What is $15^{15} + 16^{16} + 17^{17} + 18^{18} + 19^{19} + 20^{20} \pmod{7}$?

Question

I am trying to evaluate $15^{15} + 16^{16} + 17^{17} + 18^{18} + 19^{19} + 20^{20} \pmod{7}$. I have found that $15^{15} \equiv 1 \pmod{7}$ and that $16^{16} \equiv 2 \pmod{7}$.

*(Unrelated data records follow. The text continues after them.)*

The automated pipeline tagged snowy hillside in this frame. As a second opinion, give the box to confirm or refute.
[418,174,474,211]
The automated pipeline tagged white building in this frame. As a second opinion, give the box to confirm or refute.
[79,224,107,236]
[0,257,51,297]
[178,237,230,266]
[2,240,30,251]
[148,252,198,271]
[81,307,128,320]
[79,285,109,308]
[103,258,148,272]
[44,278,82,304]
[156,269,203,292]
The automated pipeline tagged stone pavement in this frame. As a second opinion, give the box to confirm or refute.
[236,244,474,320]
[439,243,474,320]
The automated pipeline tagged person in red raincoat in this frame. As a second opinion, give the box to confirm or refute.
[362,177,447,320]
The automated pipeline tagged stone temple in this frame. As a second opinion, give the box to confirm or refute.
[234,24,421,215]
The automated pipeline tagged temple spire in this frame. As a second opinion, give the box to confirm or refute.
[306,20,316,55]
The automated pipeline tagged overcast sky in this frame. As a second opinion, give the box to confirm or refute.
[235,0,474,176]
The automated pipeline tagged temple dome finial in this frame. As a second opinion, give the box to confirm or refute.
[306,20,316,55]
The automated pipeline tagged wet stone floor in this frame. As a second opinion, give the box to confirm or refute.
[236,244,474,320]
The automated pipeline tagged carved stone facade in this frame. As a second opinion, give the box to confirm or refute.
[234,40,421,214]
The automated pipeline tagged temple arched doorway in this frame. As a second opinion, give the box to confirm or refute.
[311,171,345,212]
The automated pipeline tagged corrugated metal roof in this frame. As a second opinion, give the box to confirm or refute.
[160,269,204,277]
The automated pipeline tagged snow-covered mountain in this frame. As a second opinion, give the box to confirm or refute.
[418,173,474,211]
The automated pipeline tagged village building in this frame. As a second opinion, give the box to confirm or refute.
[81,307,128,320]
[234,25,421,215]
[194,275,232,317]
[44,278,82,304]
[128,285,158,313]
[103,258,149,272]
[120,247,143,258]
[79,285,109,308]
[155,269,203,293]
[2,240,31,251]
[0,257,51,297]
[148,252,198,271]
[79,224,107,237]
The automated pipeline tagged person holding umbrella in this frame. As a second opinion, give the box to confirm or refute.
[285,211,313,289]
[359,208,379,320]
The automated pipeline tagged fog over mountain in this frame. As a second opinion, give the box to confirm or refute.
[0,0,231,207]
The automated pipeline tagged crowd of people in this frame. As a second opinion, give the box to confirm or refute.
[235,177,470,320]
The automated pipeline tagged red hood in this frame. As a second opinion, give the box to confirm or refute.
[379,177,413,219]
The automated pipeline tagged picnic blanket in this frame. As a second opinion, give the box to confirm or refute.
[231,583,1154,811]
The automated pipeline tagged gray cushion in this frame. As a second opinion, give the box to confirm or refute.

To evaluate $15^{15} \pmod{17}$, I did the following: $$15 = 2 \times 7 + 1 \equiv 1 \pmod{7}$$ $$15^{15} \equiv 1 \pmod{7}$$

Then, to evaluate $16^{16}$, I wrote: $$16 = 15 + 1 \equiv 1 + 1 = 2 \pmod{7}$$ $$16^{16} \equiv 2^{16} \pmod{7}$$

$$2^{3} = 8 = 7+1 \equiv 1 \pmod{7}$$ $$2^{16} = 2^{3} \times 2^{13} \equiv 2^{13} = 2^{3} \times 2^{10} \equiv 2^{10} \equiv \dots \equiv 2 \pmod{7}$$

Nevertheless, I have not managed to figure out how to evaluate $17^{17}$. How should I go about this and is my overall approach for evaluating the sum in question a good one?

Answer 1

Euler's Theorem states that $$ a^{\phi(n)}\equiv1 \pmod{n}$$ For all $n$, where $\phi(n)$ is the Euler totient function, denoting the number of positive integers less than $n$ relatively prime to $n$. For primes, $\phi(n)=n-1$. Thus $$ a^{n-1}\equiv1\pmod n. $$ This result is also known as Fermat's little theorem. Now, $7$ is prime, so anything to the power of $6$ is congruent to $1$. We have $$\begin{split} &15^{15}+16^{16}+17^{17}+18^{18}+19^{19}+20^{20}\\ \equiv\, & 15^3 + 16^4 + 17^5 + 18^0 + 19^1 + 20^2 \\ \equiv \, & 1^3 + 2^4 + 3^5 + 4^0 + 5^1 + 6^2\\ \equiv\, & 1+16+243+1+5+36\\ \equiv\, & 302\\ \equiv\, & 1\pmod{7}. \end{split}$$

Answer 2

You can go with the same process I think:

$$17^{17} \equiv 3^{17} \mod{7}$$

and we have

$$3^1 \equiv 3 \mod{7}$$ $$3^2 \equiv 2 \mod{7}$$ $$3^3 \equiv 6 \mod{7}$$ $$3^4 \equiv 4 \mod{7}$$ $$3^5 \equiv 5 \mod{7}$$ $$3^6 \equiv 1 \mod{7} \text{ (We could have this by using Fermat's Little Theorem as well)}$$

From here, we can conclude that $3^{17} \equiv 5 \mod{7}$.

Then, notice that

$$18 \equiv 4 \equiv -3 \mod{7}$$ $$19 \equiv 5 \equiv -2 \mod{7}$$ $$20 \equiv 6 \equiv -1 \mod{7}$$ which means you can find other terms by using your previous results for $15,16$ and $17$.

But as suggested on comments, a better way is to use Fermat's Little Theorem.